Les mains fermes de Chus Matthew au Real Madrid

Chus Mateo étend ses mains sur la table, les paumes vers le bas, quand il est assis devant le microphone dans la salle de presse de Valdebebas. C'est le reflet d'un homme calme qui médite ce qu'il dit et transmet un sentiment de calme pour exercer une position qui est le contraire. « Être au Real Madrid n'est pas facile », a déclaré l'entraîneur blanc ce mercredi soir à Fonteta après avoir conquis la ligue avec un retentissant 3-0 en finale contre le panier de Valence. Ensuite, toutes ces émotions contenues dans une saison très dure embrouillée pour l'entraîneur de Madrid à 56 ans.

La revendication continue à laquelle elle est soumise depuis en 2022 a remplacé Pablo Laso au conseil d'administration et le renouvellement profond de l'équipe l'été dernier a transformé ce cours en une montée couronnée du titre de la ligue. C'est la seule joie de la saison après avoir perdu contre Unicaja Málaga la finale de la Super Cup et la Coupe et d'être hors du Final Four de l'Euroleague. La récolte n'est pas mauvaise compte tenu des circonstances, mais le profil bas du technicien et la demande de plus de succès ne garantissent pas que l'année du contrat qui a signé avec Madrid.

« Je ne contemple pas une autre option pour continuer. Cela dépendra du Real Madrid. Si vous voulez que je continue, je continuerai », a déclaré Mateo à La Fonteta quand il se souvenait qu'il est entré dans le club avec 21 ans. Et après avoir déshabillé émotionnellement. « Il n'est pas facile de ne pas s'exciter. Plus que la joie, je ressens un soulagement. Je souffre beaucoup. Il y a beaucoup de choses sur la route, beaucoup de moments amers. Quand vous ne voulez pas que vous n'ayez pas fait votre travail et parfois seulement gagner justifie ce travail. Je sais qu'ils continueront de douter de moi, mais je m'en fiche », a déclaré Mateo. Cette relation entre le soutien de son travail et les titres a déjà clairement indiqué le président, Florentino Pérez, lorsque, lors de son premier cours, l'entraîneur a levé l'Euroleague. « Désormais, il est un grand entraîneur », a déclaré le président.

La moitié de l'équipe est allée au cours de l'été dernier. Les retraits de Sergio Rodríguez et Rudy Fernández ont laissé un vide impossible à couvrir sur la piste et dans les vestiaires. Causeur, Alocén, Yabusele et Poirier sont également partis, et ils sont arrivés heureux, Rathan-Mayes, Ibaka et Garuba. Plus, au milieu de l'exercice, Dennis Smith (tiré après seulement 35 minutes) et Bruno Fernando.

La base dominicaine Andrés Feliz a été la plus réussie d'une fin de saison avec beaucoup de poids dans l'équipe en tant que relais de Campazzo. L'Argentin, comme Hezonja et Tavares, s'est également terminé avec les batteries chargées après la libération mentale que le Final Four signifiait. Le cours européen a réduit les Blancs à la septième place dans la phase régulière, leur pire classification avec le format actuel, et n'a pas dépassé les pièces contre l'Olympiacos.
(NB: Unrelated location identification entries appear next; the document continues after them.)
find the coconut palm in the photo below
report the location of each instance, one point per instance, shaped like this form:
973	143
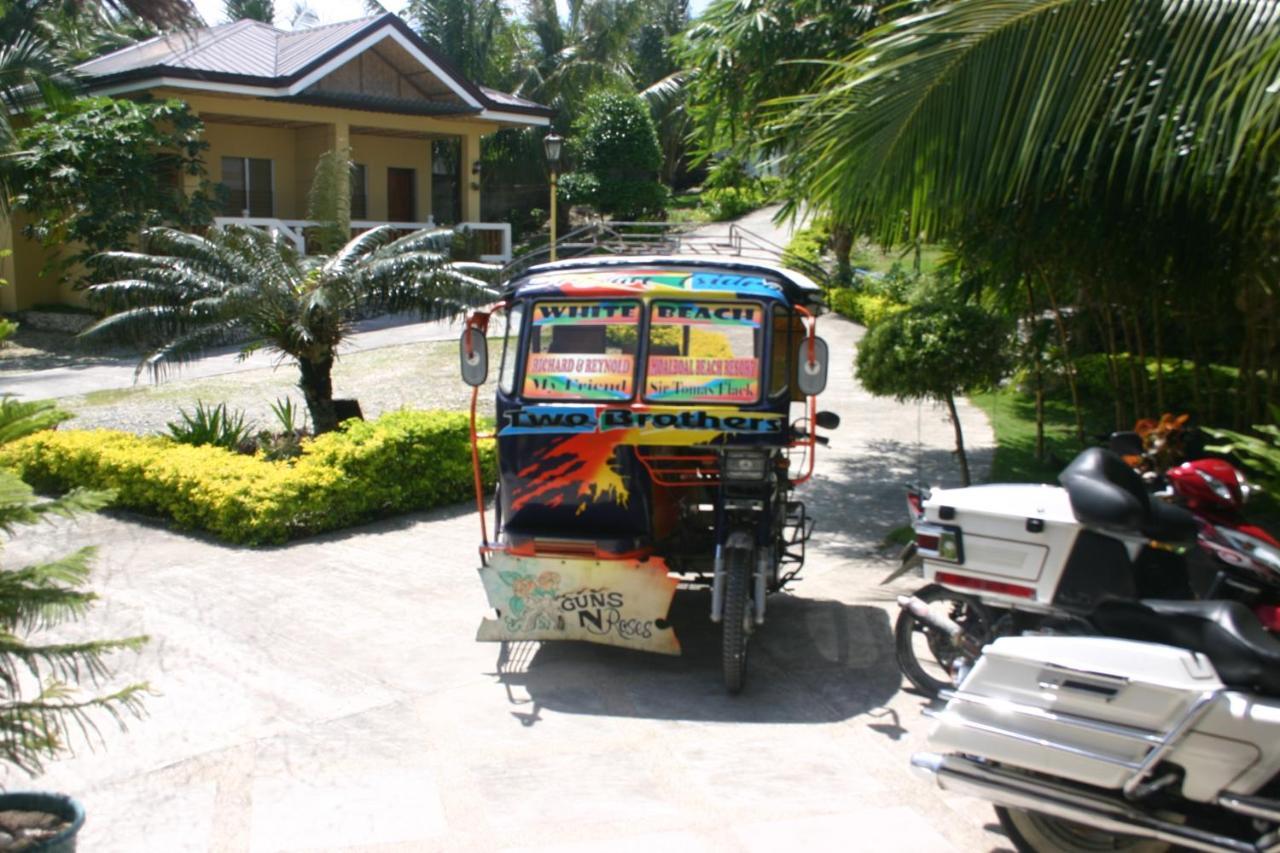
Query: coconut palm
978	104
590	49
192	292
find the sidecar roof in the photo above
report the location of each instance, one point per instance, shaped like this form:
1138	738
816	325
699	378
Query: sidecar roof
612	276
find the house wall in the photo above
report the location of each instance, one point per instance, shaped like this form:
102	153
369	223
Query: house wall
342	119
293	151
275	144
22	270
310	144
382	153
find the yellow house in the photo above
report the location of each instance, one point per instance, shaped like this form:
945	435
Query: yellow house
273	101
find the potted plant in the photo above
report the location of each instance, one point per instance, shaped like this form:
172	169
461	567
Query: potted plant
41	708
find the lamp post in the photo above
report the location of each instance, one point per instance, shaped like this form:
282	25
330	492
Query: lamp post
552	144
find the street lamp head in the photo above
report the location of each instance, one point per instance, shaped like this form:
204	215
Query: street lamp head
552	144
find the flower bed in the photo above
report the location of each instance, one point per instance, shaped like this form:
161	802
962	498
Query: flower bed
401	463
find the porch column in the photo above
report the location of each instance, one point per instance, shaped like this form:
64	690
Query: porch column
342	142
470	179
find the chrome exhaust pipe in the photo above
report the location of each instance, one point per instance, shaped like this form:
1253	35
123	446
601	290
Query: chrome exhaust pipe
940	623
1056	799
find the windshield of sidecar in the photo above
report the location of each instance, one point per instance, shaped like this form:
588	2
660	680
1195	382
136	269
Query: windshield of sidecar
703	351
666	336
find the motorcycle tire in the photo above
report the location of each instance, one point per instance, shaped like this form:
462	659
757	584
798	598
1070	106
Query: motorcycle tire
974	617
736	619
1037	833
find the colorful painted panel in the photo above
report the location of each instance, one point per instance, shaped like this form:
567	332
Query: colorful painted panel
577	466
583	350
613	602
579	375
685	379
704	352
641	281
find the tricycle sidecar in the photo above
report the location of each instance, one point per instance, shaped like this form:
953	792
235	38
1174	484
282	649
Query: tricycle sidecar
644	442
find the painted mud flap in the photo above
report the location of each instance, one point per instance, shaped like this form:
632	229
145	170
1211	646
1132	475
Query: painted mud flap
613	602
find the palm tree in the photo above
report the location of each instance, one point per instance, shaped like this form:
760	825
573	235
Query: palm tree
741	55
33	728
978	104
37	51
193	292
588	50
261	10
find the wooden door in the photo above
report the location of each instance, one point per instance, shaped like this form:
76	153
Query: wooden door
401	195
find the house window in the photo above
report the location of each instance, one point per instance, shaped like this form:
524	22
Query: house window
359	191
248	187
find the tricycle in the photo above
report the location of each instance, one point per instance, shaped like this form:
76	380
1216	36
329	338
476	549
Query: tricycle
645	442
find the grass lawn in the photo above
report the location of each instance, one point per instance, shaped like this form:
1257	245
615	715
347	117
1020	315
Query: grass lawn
1013	418
881	260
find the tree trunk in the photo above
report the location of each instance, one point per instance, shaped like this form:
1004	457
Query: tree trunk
316	387
955	423
1070	365
1156	322
1040	370
1142	411
1107	332
842	247
1143	379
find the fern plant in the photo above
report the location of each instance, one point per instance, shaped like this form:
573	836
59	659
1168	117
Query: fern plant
193	292
41	710
1260	452
215	425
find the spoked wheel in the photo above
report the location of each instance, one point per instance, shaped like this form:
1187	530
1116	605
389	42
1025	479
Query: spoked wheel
927	656
737	619
1036	833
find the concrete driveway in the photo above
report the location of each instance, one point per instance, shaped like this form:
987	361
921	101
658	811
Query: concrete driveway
329	694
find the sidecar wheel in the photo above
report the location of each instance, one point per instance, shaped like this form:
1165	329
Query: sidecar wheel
924	655
1036	833
736	620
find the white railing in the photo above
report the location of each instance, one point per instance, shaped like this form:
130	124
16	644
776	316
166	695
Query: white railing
295	231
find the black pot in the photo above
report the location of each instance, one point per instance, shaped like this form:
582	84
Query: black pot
59	804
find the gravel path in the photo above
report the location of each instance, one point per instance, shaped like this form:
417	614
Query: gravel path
417	375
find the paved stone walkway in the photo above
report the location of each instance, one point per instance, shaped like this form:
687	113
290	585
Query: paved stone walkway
329	694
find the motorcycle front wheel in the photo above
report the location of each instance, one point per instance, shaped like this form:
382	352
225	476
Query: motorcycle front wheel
1036	833
926	656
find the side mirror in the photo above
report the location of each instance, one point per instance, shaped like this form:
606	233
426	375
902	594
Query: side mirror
812	375
474	351
1127	443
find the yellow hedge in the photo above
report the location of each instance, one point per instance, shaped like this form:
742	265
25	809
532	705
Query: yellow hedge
867	309
403	461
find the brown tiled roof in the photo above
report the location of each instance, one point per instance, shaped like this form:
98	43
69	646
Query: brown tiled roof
255	54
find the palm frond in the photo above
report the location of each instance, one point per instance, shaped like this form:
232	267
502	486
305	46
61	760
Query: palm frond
992	101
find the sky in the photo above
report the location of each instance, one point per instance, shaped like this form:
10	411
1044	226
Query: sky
334	10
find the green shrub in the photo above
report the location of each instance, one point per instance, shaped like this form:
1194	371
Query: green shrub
808	245
214	425
403	461
1093	379
1261	452
867	309
618	159
731	203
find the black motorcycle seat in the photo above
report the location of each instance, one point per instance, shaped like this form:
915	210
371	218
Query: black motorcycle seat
1107	493
1225	632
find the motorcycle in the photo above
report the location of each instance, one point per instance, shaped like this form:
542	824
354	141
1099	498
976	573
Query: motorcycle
1161	733
649	415
1215	492
1000	559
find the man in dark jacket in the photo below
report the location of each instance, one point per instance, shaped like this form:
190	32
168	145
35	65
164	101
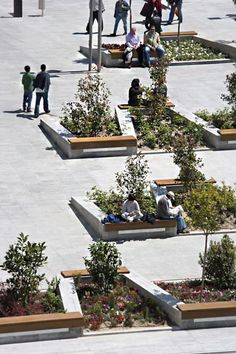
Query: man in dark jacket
121	13
41	85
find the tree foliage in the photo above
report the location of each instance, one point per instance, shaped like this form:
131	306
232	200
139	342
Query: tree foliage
22	262
103	264
220	263
90	114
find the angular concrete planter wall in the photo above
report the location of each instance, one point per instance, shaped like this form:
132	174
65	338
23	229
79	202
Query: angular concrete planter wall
46	326
92	216
73	147
113	58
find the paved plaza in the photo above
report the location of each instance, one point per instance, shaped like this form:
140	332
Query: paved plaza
36	183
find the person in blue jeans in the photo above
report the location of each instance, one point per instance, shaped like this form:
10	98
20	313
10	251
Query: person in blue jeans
121	13
27	82
166	211
41	85
152	43
175	4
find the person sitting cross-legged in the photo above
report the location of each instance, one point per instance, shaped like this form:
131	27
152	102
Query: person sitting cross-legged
152	43
131	210
166	211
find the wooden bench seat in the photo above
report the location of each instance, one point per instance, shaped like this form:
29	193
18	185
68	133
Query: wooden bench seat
102	142
139	225
169	104
207	309
227	134
175	182
84	272
182	33
41	322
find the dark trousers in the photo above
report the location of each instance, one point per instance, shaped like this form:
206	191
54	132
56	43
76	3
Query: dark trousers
40	95
95	16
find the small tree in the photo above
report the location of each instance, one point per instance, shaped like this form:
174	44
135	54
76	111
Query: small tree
22	261
185	157
231	96
90	114
220	263
204	207
134	177
103	264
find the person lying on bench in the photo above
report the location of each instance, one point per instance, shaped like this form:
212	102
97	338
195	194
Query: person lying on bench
135	93
166	211
131	210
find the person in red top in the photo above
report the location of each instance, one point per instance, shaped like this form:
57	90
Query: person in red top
156	5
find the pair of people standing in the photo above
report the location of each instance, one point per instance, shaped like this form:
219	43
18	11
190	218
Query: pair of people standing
41	84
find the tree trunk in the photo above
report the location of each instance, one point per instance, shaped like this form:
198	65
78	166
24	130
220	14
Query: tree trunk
203	268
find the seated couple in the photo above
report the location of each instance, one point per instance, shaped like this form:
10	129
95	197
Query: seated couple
151	43
165	211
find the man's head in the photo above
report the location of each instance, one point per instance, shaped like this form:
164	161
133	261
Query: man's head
170	195
131	197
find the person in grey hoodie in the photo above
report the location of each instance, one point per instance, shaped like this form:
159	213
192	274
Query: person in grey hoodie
95	9
41	85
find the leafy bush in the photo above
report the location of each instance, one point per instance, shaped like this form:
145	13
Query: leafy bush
103	264
90	114
189	50
220	263
22	261
222	118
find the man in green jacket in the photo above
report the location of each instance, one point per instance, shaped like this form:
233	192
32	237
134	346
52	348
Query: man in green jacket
27	82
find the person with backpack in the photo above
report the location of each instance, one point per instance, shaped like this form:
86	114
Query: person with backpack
41	85
121	13
27	82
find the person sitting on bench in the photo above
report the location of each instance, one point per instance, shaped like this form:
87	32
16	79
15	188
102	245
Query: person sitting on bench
166	211
135	93
131	210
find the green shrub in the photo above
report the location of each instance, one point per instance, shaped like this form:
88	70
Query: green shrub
90	114
22	262
220	263
103	264
221	119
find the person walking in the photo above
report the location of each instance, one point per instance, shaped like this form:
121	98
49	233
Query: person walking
121	13
27	82
41	85
152	43
95	9
175	6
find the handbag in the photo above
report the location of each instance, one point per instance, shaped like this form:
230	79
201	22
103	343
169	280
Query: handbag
147	10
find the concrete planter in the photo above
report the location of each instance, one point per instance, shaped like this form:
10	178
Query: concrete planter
73	147
46	326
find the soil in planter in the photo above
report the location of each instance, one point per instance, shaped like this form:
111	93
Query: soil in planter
153	134
189	291
122	307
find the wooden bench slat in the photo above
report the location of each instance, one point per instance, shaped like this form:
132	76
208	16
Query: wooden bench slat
207	309
84	272
182	33
41	322
139	225
102	142
227	134
176	181
169	104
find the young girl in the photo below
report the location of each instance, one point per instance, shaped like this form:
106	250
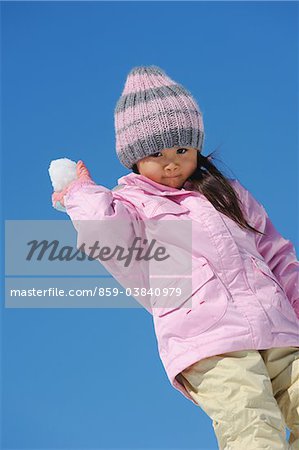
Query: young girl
234	351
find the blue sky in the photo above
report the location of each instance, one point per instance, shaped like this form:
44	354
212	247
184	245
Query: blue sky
92	378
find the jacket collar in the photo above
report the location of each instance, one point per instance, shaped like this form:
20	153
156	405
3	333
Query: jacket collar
149	186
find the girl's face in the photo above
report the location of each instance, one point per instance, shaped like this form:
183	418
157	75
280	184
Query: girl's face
171	166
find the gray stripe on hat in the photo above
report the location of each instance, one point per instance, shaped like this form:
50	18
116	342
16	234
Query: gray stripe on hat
147	95
155	70
188	137
143	119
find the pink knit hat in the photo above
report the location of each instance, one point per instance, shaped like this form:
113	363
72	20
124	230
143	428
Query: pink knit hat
154	112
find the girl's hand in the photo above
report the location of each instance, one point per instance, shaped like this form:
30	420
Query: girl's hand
63	173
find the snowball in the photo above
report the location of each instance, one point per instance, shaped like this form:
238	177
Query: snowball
62	172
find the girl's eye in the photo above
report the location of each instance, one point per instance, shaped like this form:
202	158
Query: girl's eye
184	149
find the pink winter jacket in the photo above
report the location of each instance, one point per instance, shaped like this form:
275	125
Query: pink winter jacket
239	289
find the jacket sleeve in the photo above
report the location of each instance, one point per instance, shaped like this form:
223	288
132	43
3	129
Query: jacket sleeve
278	252
98	216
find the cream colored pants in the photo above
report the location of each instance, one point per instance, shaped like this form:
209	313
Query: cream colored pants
251	396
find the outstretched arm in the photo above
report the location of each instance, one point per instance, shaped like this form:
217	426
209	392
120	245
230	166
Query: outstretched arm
99	217
278	252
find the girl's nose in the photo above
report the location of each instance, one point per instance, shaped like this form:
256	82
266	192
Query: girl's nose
171	167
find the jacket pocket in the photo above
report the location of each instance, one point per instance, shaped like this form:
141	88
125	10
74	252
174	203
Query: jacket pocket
198	311
180	291
279	298
262	267
157	207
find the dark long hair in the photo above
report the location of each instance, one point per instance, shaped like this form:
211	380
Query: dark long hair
216	187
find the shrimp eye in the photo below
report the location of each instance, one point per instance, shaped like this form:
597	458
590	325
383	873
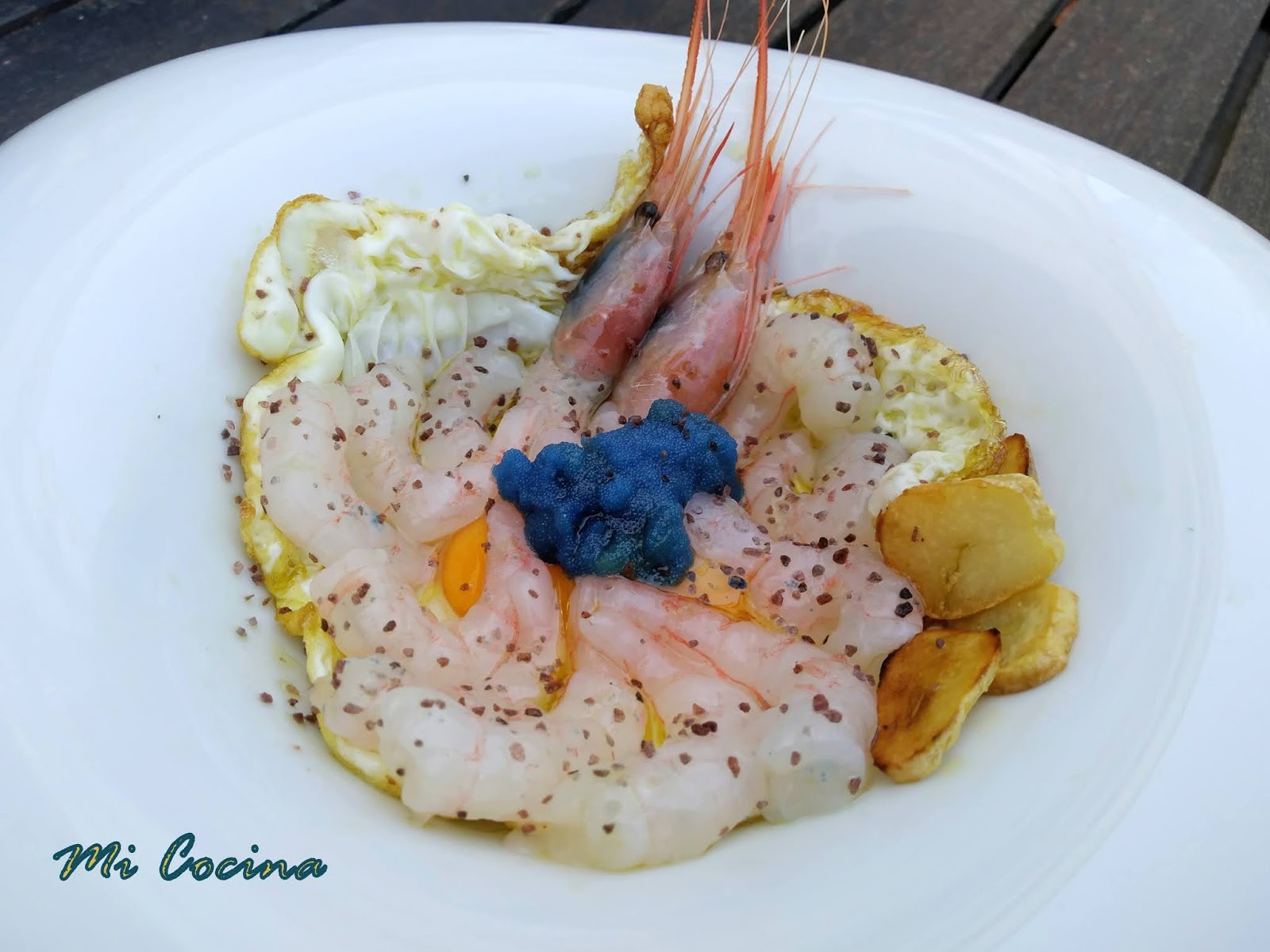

Madrid a ensuite détendu les jambes et l'esprit pour affronter le sprint décisif: depuis qu'il est tombé en décembre sur la piste de Valence, il a remporté 30 des 31 matchs suivants de la ligue, tous sauf le troisième duel des demi-finales contre Unicaja.

Le succès réaffirme à nouveau à Chus Matthew à un moment où le club étudie sa continuité ou non de la même manière que le commandement est levé en direction de la section, entre les mains de Juan Carlos Sánchez depuis 2010. « Cette année a été très difficile pour nous, il y avait beaucoup de pierre, beaucoup de défaite difficile. À l'extérieur, il n'a pas été vu, mais il y avait beaucoup d'unité », a déclaré Campazzo après le titre de la ligue. « Cela ne couvre pas les choses que nous avons mal faites. Je ressens beaucoup de frustration, vous devez faire une réflexion. Un titre à Madrid ne suffit pas », a déclaré le Hezonja capricieux.

Quant à l'équipe, Musa quitte Madrid vers l'équipe de Dubaï et le club est prêt à signer la base française Théo Malle, d'Asvel. Il y a plus de changements dans une autre torsion à l'équipe. La clé sera si Chus Mateo reste en tant que capitaine d'un navire. Au milieu de la tempête, il a toujours gardé des mains fermes sur la table.